Was hat die BaFin festgestellt — und warum ist die KMAG-Premiere bei nordstate.org so bedeutsam?

Die BaFin hat festgestellt, dass nordstate.org Finanz-, Wertpapier- und Kryptowerte-Dienstleistungen ohne jede Erlaubnis anbietet. Erstmals stützte sie eine Verbraucherwarnung ausdrücklich auf § 10 Abs. 7 KMAG — zusätzlich zu § 37 Abs. 4 KWG. Das Signal: nordstate.org verstieß nach BaFin-Einschätzung gegen zwei eigenständige Aufsichtsregime gleichzeitig.

§ 32 Abs. 1 KWG verpflichtet jeden, der in Deutschland gewerbsmäßig Bankgeschäfte betreibt oder Finanzdienstleistungen erbringt, zur vorherigen schriftlichen Erlaubnis der BaFin. Was unter diese Erlaubnispflicht fällt, definiert § 1 Abs. 1 Satz 2 Nr. 1 KWG: Das Einlagengeschäft — die Annahme fremder Gelder als Einlagen oder anderer rückzahlbarer Gelder des Publikums — ist der Prototyp des erlaubnispflichtigen Bankgeschäfts. Wer Anlegergelder entgegennimmt, sie verwaltet und Renditeversprechungen macht, operiert in diesem Bereich.

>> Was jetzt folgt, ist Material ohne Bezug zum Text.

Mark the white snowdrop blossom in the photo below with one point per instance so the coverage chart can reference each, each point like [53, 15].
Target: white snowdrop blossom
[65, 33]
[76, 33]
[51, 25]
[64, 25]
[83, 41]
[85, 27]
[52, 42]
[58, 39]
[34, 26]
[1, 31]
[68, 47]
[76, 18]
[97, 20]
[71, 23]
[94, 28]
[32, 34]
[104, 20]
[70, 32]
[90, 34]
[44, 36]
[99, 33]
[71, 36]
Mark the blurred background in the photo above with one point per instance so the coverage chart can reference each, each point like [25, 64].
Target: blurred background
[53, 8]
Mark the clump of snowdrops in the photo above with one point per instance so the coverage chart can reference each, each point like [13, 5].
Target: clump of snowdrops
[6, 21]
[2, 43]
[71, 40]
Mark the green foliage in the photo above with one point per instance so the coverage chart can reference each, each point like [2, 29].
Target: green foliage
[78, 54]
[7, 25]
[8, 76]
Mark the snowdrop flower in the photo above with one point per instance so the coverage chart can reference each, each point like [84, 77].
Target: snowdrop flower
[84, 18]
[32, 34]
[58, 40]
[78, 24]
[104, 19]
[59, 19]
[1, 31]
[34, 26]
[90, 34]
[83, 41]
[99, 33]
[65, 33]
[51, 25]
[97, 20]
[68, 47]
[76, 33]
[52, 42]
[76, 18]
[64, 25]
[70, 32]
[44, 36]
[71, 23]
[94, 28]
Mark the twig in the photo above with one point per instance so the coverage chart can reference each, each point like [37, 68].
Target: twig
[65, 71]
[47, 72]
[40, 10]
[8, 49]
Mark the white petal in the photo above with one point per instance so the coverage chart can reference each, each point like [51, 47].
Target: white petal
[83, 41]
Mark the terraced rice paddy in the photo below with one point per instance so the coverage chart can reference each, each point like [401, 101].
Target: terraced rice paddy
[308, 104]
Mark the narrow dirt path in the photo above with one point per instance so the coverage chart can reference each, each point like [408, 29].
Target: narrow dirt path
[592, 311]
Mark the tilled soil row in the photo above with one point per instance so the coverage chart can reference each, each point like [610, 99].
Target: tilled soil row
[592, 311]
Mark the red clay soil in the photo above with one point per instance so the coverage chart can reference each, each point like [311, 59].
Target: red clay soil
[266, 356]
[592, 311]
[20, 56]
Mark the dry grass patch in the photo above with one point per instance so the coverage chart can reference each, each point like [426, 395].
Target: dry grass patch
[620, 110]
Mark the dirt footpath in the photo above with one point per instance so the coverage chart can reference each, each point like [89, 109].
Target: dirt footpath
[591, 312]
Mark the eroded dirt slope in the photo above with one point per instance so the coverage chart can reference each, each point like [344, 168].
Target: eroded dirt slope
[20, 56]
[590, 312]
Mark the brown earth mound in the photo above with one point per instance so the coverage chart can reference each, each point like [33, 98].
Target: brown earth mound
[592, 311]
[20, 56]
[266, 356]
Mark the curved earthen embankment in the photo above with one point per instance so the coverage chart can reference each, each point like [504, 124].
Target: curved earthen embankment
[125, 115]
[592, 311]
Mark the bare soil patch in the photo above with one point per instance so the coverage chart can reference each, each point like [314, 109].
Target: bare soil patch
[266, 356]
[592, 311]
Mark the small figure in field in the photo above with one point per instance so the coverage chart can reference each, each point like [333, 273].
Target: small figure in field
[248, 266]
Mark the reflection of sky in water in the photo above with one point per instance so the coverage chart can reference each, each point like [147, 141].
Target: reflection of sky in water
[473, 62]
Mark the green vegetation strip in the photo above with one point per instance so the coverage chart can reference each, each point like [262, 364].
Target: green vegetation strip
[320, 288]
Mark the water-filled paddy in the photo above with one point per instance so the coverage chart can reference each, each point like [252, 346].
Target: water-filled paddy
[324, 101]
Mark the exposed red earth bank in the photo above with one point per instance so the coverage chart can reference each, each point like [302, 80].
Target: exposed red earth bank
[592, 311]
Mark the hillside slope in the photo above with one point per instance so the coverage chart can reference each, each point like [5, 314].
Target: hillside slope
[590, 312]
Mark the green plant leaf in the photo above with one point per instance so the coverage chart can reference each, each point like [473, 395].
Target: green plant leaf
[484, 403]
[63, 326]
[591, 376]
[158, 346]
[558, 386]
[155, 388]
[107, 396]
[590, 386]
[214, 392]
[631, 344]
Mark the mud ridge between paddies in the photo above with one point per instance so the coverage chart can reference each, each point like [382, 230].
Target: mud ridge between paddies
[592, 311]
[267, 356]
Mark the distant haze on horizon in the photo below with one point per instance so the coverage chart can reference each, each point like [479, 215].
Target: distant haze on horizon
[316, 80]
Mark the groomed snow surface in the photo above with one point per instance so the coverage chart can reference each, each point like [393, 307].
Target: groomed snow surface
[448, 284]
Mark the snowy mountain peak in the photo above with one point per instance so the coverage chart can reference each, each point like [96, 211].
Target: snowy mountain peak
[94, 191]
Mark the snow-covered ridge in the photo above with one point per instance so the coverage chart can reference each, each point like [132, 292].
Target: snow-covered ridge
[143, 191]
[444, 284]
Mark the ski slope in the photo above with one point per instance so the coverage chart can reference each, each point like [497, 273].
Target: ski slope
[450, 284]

Parallel dazu greift seit dem 30. Dezember 2024 MiCAR (EU-Verordnung 2023/1114) vollständig. Jeder, der in der EU gewerblich Kryptowerte verwahrt, tauscht, überträgt oder diesbezüglich berät, braucht eine CASP-Zulassung nach Art. 59 MiCAR. In Deutschland vollzieht das KMAG (Kryptomärkteaufsichtsgesetz) dieses Regime national. § 10 Abs. 7 KMAG gibt der BaFin die Befugnis, bei Verdacht auf unerlaubte Kryptowerte-Dienstleistungen öffentlich zu informieren und zu warnen — ohne Wartezeit auf ein laufendes Strafverfahren. Das bedeutet für Betroffene: Die Warnung gegen nordstate.org ist ein doppeltes Behördenurteil. Sie deckt nicht nur den konventionellen Anlageteil, sondern auch jede Kryptowerte-Komponente des Angebots ab.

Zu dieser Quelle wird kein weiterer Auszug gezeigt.